Masters of Health Magazine March 2020 | Page 52

THE BIOLOGY OF HOPE

Leigh Erin Connealy, MD

Introduction

We are at a point in time where medicine is coming back to whole body health care from a reductionist view that dominated the conventional medicine world for the past several hundred years.

Just like a pendulum that swings back and forth, science has also swung from one point of view to another throughout history, from healing through shamanic rituals to using pharmaceutical drugs to make a change in the body at the molecular level. As the pendulum slows down, we are able to integrate worldviews of both conventional and integrative/functional medicine into an integrative whole person model that utilizes the best of both worlds without sacrificing one or the other. There is a place for chemotherapy, radiation, and surgery for treatment of cancer, but based on latest research we know that there is a place for the mind and the spirit as well. Integrative and functional medicine view incorporates and realizes that healing with a whole being platform or the 7 pillars of health takes place on all levels including the spirituality, mind-body, immunity, nourishment, detox, lifestyle and targeted therapies.1 In fact, in psychosomatic medicine, it’s often understood that a person’s mental state and outlook on life such as hope could have an influence on the course and severity of a physical disease such as cancer.

Conventional Approach

Western science has been divided ever since the seventeenth century when Rene Descartes, the philosopher and founding father of modern medicine, developed his theory on the mind-body problem known as the Cartesian dualism, in which the body and the mind are viewed as separate entities. Interestingly, this happened when Descartes was forced to make a deal with the Pope in order to get the human bodies that he needed for dissection.

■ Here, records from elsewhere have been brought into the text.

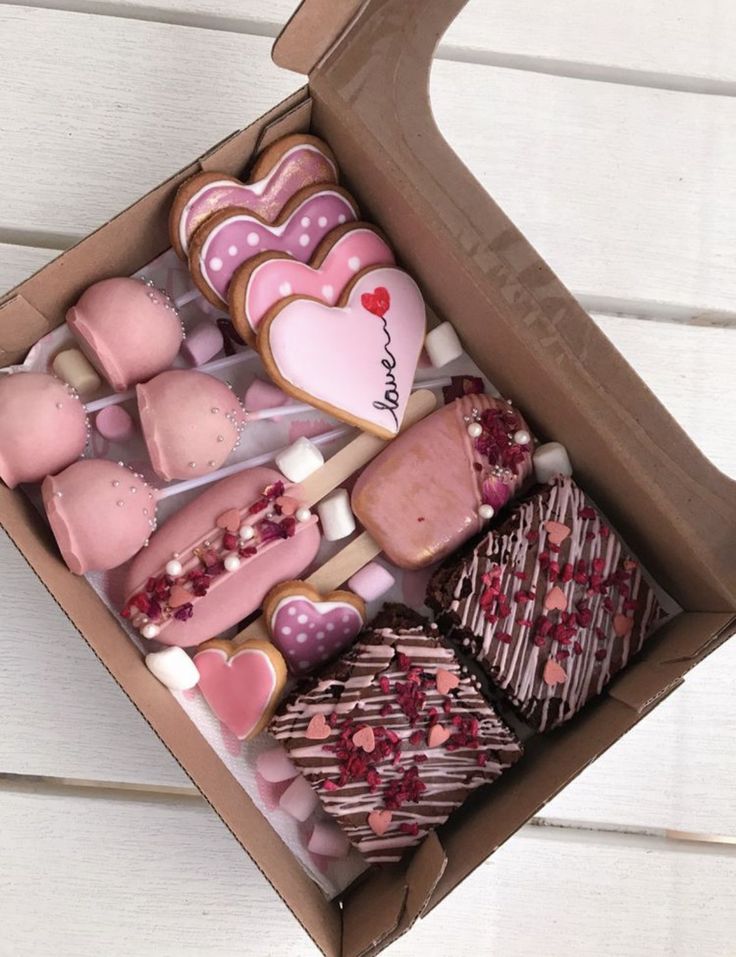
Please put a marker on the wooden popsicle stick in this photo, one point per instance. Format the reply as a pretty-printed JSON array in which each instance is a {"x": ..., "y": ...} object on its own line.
[
  {"x": 360, "y": 451},
  {"x": 326, "y": 578},
  {"x": 345, "y": 563},
  {"x": 335, "y": 471}
]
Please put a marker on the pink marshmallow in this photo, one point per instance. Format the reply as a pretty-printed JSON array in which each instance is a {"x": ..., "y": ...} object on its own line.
[
  {"x": 275, "y": 765},
  {"x": 114, "y": 424},
  {"x": 202, "y": 343},
  {"x": 263, "y": 395},
  {"x": 270, "y": 792},
  {"x": 327, "y": 840},
  {"x": 372, "y": 581},
  {"x": 299, "y": 800}
]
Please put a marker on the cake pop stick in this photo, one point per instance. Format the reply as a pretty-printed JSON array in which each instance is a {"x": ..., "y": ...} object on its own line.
[{"x": 215, "y": 560}]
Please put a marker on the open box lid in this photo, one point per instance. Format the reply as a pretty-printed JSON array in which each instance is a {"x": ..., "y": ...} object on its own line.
[{"x": 368, "y": 63}]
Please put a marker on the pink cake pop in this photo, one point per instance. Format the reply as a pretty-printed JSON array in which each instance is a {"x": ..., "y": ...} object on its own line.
[
  {"x": 101, "y": 513},
  {"x": 43, "y": 427},
  {"x": 191, "y": 422},
  {"x": 128, "y": 329}
]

He agreed he wouldn’t deal with the soul, the mind, or the emotions, which were under the jurisdiction of the church at the time, if he could claim the physical body for his own study. And sadly it has been like this for western science and medicine ever since, where most of the medical establishment has been forbidden to bring the mind into discussion.

Today, conventional oncologic treatment consists of chemotherapy, radiation, and surgery. But my experience with thousands of patients over the years has solidified the belief that they aren’t enough to cure cancer or other medical problems.

In the conventional approach, a patient is tested for cancer by mammogram, ultrasound, confirmed by biopsy, and then given a cancer diagnosis with a prognosis that has a time limit. When a time limit is given, all the patient hears in their mind is a death sentence and this fear in itself prevents the patient from healing. In other words, the mind has a powerful impact on the outlook of the course of the disease and this of course is not taught to the doctors or mentioned to the patients in the conventional world.